I have two node.js (express) apps running on two different ports. One is running on localhost:3000 and the other is running at localhost:4000 . The app on port 3000 has the following cookie configuration:

app.use(express.cookieParser())

app.use(express.session({
    key: settings.session.key,
    secret: settings.session.secret,
    cookie: settings.session.cookie,
    fingerprint: function () { return '' },
    store: new MemoryStore()
}))

And the other app (on port 4000 ) has:

app.use(express.cookieParser())

app.use(express.session({
    key: settings.session.key,
    secret: settings.session.secret,
    cookie: settings.session.cookie,
    fingerprint: function() { return ''  },
    store: new MongoSessionStore({ db: db })
}))

They are both using the same session configuration object (only difference is one is being stored in MongoDB while the other is in-memory.

I set a cookie like so on localhost:3000 :

res.cookie('mycookie', 'bar', { domain: 'localhost:4000' })

And I then POST (with jquery.ajax) to a route on localhost:4000 , and the cookie mycookie is not present.
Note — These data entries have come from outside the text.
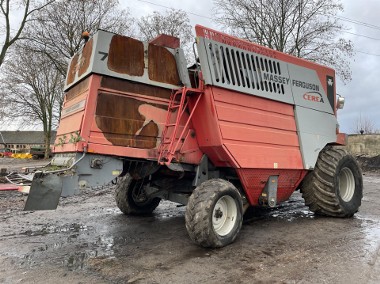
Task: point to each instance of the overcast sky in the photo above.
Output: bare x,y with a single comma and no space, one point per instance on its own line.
362,93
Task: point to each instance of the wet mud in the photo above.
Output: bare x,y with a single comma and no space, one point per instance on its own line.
88,240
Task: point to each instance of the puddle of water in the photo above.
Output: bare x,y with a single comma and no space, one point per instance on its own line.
50,229
371,233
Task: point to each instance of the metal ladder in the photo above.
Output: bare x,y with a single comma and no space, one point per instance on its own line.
171,135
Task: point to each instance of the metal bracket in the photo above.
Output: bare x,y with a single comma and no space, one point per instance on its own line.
201,173
269,195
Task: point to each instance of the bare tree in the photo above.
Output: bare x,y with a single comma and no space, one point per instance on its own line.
33,92
12,32
57,30
364,125
304,28
33,82
172,22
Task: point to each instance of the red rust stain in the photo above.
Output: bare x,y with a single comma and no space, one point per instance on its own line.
126,56
162,66
77,90
122,124
135,87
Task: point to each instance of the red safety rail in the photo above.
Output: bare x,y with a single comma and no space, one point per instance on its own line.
172,134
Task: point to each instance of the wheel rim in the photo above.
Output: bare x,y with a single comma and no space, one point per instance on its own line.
224,215
346,184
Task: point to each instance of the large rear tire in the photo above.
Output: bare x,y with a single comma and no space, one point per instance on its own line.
335,187
214,213
131,198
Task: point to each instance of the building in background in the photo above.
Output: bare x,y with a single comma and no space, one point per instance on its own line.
23,141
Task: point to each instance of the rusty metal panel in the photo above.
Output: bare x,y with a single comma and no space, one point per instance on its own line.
77,90
72,70
86,58
126,56
135,87
129,122
162,66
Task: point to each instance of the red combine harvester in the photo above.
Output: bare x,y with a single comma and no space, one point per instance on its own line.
244,126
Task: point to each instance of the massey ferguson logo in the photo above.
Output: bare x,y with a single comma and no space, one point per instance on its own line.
313,97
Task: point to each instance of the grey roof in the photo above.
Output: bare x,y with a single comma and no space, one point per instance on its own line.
24,137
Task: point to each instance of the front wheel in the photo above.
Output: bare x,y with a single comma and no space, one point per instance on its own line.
335,187
131,197
214,213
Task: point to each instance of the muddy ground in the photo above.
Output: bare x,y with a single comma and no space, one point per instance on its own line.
88,240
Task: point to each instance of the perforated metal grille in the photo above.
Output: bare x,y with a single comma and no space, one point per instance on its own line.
234,67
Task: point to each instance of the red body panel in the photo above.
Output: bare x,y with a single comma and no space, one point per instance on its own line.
83,123
254,135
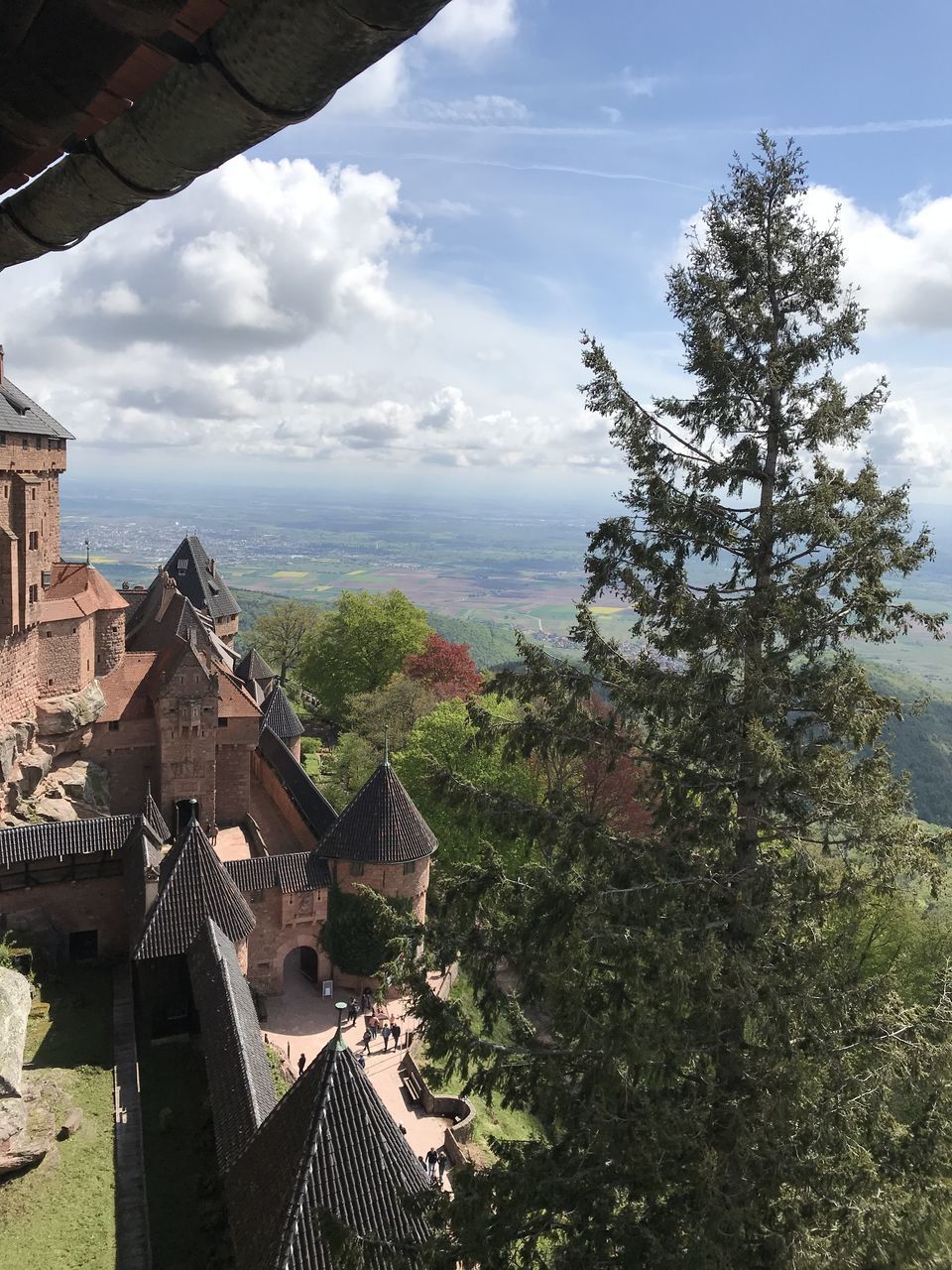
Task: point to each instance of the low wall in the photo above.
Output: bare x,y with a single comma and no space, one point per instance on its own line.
448,1105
Note: I have CORS setup on localhost:4000 to accept the origin localhost:3000 , and when I post with Jquery I use xhrFields: { withCredentials: true } .
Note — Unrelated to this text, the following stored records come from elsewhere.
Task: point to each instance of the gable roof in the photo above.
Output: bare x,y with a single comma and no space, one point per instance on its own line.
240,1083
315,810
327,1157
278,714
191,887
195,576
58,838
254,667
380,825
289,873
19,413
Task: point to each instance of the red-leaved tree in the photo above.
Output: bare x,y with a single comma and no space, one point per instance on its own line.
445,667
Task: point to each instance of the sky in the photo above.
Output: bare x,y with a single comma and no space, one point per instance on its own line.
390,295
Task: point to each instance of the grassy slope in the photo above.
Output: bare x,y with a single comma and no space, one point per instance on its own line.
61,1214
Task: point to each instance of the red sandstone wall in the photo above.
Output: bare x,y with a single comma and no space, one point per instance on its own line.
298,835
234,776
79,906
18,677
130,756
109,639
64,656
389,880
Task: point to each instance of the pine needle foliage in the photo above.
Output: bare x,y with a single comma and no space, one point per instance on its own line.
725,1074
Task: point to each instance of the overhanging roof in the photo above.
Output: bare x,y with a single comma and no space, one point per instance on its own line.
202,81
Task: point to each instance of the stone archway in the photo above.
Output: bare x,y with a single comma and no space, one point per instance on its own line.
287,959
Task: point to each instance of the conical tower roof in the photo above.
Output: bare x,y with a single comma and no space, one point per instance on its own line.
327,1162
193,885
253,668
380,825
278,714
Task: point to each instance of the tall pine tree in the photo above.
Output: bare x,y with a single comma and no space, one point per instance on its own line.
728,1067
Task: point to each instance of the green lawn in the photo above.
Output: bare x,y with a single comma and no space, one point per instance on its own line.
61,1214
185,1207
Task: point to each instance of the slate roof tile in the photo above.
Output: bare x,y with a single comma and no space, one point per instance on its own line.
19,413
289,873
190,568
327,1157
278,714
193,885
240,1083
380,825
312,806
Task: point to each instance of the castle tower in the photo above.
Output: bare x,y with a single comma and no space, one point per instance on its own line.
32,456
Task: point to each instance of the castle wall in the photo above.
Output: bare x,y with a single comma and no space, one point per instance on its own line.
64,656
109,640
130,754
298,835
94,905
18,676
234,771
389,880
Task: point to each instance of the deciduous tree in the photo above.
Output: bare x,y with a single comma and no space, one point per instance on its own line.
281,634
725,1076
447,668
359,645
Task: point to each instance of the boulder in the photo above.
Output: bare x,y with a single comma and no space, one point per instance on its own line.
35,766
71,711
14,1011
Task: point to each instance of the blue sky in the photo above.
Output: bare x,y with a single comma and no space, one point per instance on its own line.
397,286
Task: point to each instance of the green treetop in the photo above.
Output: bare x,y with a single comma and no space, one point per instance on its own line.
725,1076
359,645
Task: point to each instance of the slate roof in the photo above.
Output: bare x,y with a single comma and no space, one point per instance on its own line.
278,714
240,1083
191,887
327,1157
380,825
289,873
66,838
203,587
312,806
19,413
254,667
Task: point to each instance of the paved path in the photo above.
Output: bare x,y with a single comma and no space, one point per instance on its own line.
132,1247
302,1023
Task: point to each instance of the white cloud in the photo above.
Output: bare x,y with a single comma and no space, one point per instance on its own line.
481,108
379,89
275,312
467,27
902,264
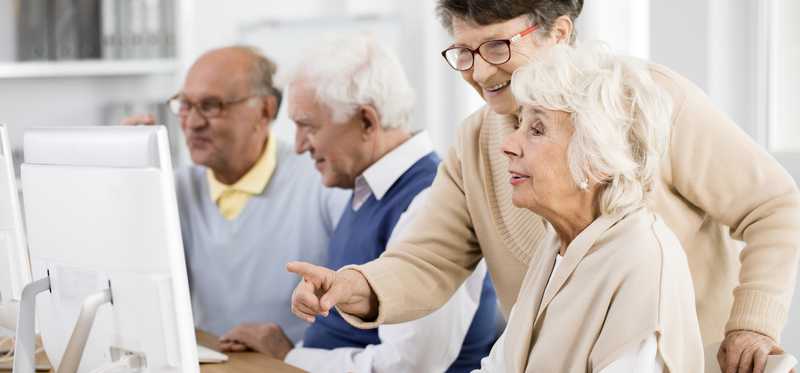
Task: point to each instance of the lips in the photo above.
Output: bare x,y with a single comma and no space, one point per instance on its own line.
195,141
517,178
318,163
497,88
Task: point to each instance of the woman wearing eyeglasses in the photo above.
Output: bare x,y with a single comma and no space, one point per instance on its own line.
716,188
608,289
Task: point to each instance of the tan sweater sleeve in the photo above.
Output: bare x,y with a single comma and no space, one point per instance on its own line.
720,170
419,272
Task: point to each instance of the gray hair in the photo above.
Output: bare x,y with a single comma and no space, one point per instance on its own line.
346,72
262,74
621,117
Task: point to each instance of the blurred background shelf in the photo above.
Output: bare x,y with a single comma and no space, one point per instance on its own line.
92,68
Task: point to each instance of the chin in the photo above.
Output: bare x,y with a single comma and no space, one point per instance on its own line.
504,105
517,202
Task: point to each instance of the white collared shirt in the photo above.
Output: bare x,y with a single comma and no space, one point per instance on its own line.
381,175
429,344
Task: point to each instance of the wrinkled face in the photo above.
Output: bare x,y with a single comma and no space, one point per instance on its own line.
339,150
537,153
217,142
492,81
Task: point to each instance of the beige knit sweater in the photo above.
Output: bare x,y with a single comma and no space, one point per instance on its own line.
716,187
622,279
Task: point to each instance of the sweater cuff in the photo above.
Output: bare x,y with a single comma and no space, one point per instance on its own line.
357,321
759,312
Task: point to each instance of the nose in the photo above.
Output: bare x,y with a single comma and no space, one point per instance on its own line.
511,147
482,70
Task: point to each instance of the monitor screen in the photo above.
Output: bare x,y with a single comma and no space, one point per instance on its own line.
101,213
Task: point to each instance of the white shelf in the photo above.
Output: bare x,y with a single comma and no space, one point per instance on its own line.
66,69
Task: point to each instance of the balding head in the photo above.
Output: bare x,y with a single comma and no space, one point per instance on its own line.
229,105
235,70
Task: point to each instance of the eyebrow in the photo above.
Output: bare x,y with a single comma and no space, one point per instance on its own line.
495,36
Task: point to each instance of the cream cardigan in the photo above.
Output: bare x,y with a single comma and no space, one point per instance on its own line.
622,279
716,187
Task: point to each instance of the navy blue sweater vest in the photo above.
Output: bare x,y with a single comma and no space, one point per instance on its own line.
361,236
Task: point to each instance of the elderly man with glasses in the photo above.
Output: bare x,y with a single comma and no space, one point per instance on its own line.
249,204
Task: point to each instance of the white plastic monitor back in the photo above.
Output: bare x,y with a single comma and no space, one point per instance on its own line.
15,270
101,210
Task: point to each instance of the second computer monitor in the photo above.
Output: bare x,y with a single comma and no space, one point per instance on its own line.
101,213
14,267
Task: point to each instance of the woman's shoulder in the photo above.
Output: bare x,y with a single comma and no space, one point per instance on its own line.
640,242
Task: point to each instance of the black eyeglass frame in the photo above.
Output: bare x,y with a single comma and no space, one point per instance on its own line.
477,51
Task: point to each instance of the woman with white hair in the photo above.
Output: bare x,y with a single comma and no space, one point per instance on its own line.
609,289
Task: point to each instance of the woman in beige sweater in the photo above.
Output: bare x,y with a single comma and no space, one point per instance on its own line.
608,289
735,210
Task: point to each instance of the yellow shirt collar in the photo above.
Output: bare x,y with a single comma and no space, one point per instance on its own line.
255,180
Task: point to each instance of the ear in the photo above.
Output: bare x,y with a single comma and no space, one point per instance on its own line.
562,29
270,109
369,119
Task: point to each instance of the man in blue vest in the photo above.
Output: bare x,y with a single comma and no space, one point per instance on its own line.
351,103
248,203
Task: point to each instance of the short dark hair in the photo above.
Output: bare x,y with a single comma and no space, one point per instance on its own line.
486,12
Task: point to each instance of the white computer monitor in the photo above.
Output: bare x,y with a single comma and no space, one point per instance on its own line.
101,214
14,267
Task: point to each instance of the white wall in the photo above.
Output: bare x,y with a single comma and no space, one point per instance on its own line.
8,41
714,43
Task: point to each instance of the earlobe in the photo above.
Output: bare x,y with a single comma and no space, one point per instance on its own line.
562,29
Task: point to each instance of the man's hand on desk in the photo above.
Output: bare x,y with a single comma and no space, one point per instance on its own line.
268,339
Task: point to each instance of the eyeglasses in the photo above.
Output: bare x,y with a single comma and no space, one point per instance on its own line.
495,52
207,108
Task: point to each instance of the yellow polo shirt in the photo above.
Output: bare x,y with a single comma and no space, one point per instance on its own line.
231,199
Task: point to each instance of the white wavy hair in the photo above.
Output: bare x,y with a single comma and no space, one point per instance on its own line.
621,117
348,71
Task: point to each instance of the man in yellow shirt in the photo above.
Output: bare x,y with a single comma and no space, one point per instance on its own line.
248,204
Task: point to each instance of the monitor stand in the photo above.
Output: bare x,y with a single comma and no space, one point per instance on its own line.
24,360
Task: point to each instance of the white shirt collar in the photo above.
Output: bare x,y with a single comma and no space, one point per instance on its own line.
381,175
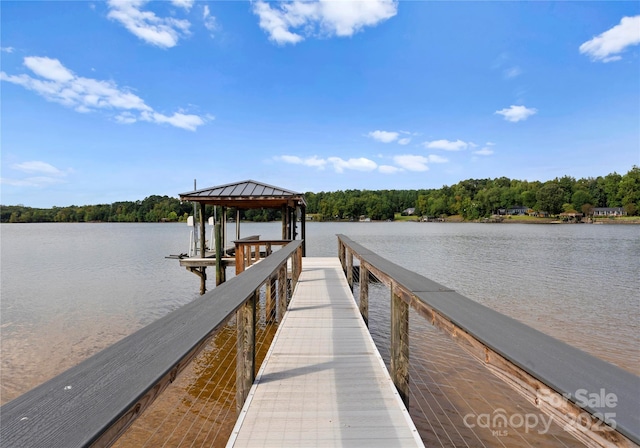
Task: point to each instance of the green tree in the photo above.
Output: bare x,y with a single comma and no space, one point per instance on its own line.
550,198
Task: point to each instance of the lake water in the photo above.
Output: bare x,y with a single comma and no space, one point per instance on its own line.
70,290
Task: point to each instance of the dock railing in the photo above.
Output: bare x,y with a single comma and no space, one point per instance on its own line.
93,403
597,402
251,250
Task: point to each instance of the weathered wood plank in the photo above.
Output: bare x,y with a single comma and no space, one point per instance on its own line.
400,345
246,356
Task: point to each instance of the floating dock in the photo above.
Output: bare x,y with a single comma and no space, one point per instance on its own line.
323,382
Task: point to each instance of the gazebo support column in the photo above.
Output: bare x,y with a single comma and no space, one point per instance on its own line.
303,222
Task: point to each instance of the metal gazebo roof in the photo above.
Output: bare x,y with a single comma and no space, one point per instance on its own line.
246,194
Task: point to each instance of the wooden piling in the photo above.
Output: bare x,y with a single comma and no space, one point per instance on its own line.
219,266
400,344
246,346
350,269
270,300
282,292
364,293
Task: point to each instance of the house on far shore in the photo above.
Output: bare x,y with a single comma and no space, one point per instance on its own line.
517,210
409,211
572,216
609,211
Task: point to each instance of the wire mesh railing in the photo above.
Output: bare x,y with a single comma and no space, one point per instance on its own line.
457,398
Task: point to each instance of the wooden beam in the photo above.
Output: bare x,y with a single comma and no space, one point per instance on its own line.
282,292
364,293
400,344
246,357
270,300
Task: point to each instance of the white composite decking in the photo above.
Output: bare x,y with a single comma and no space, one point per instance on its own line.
323,382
So my question is, how to configure the apps correctly to set cookies to one another? :)

Answer 1

I suggest that you share your session store between both apps.
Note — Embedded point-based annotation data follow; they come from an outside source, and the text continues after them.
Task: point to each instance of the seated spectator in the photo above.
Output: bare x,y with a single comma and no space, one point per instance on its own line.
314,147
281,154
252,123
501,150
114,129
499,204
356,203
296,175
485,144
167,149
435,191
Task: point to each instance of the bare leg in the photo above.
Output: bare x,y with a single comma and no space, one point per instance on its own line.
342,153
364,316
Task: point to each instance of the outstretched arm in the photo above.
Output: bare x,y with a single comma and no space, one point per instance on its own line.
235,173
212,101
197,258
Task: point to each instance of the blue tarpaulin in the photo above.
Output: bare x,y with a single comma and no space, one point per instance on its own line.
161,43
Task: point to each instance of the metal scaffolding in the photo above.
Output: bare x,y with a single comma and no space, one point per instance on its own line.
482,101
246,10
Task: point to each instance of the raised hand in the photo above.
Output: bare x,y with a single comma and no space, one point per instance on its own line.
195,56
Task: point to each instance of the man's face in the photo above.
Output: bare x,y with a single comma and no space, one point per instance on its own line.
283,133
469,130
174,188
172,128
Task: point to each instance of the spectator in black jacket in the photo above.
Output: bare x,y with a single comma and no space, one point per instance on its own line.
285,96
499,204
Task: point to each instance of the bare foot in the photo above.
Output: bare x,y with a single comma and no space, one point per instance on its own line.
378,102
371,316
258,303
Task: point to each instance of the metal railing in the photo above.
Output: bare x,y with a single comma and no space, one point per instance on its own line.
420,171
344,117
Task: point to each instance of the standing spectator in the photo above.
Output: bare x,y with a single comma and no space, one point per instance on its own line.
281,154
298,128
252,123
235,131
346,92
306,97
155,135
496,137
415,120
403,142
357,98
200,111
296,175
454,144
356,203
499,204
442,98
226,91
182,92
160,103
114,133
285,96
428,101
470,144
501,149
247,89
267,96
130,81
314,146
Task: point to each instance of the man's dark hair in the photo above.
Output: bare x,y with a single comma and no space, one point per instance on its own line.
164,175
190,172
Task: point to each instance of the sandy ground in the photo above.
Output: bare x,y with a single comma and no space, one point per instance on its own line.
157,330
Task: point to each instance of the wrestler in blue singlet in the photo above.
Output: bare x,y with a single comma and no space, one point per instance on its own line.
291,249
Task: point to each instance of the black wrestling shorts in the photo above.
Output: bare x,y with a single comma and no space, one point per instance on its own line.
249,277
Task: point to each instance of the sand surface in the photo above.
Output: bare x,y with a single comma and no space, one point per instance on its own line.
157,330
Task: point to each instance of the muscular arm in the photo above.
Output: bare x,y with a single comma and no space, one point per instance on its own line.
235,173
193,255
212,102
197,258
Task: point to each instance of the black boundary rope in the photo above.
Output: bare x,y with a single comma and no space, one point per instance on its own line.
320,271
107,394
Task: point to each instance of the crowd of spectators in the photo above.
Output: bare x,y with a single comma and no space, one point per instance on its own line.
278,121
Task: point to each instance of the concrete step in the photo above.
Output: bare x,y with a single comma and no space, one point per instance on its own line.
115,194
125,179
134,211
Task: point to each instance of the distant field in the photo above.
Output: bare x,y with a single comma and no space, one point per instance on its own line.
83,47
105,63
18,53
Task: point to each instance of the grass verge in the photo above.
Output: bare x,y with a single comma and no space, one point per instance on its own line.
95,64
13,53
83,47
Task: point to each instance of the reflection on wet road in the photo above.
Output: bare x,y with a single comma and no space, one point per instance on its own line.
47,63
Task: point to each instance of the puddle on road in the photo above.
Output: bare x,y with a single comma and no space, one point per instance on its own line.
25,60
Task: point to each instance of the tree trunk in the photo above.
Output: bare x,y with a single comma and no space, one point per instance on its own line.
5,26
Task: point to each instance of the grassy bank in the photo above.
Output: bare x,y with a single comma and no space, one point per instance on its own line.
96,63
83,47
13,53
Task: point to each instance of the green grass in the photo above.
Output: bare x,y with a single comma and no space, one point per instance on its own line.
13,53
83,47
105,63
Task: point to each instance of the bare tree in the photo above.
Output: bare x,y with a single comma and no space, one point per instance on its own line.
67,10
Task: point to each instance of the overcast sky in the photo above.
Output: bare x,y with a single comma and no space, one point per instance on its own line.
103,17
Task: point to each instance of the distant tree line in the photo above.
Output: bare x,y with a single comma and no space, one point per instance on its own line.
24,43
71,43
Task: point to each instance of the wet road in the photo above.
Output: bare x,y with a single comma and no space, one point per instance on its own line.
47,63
Edit: Just to clarify you can't set cookies from one domain to another. So domainA can't set a cookie for domainB - you must get domainB to set the cookie (eg. by visiting domainB ). Using your current config you should be able to read the cookies as expected.

Originally, I thought you wanted to share state between two apps via cookies which is why I suggested sharing the session store between the apps.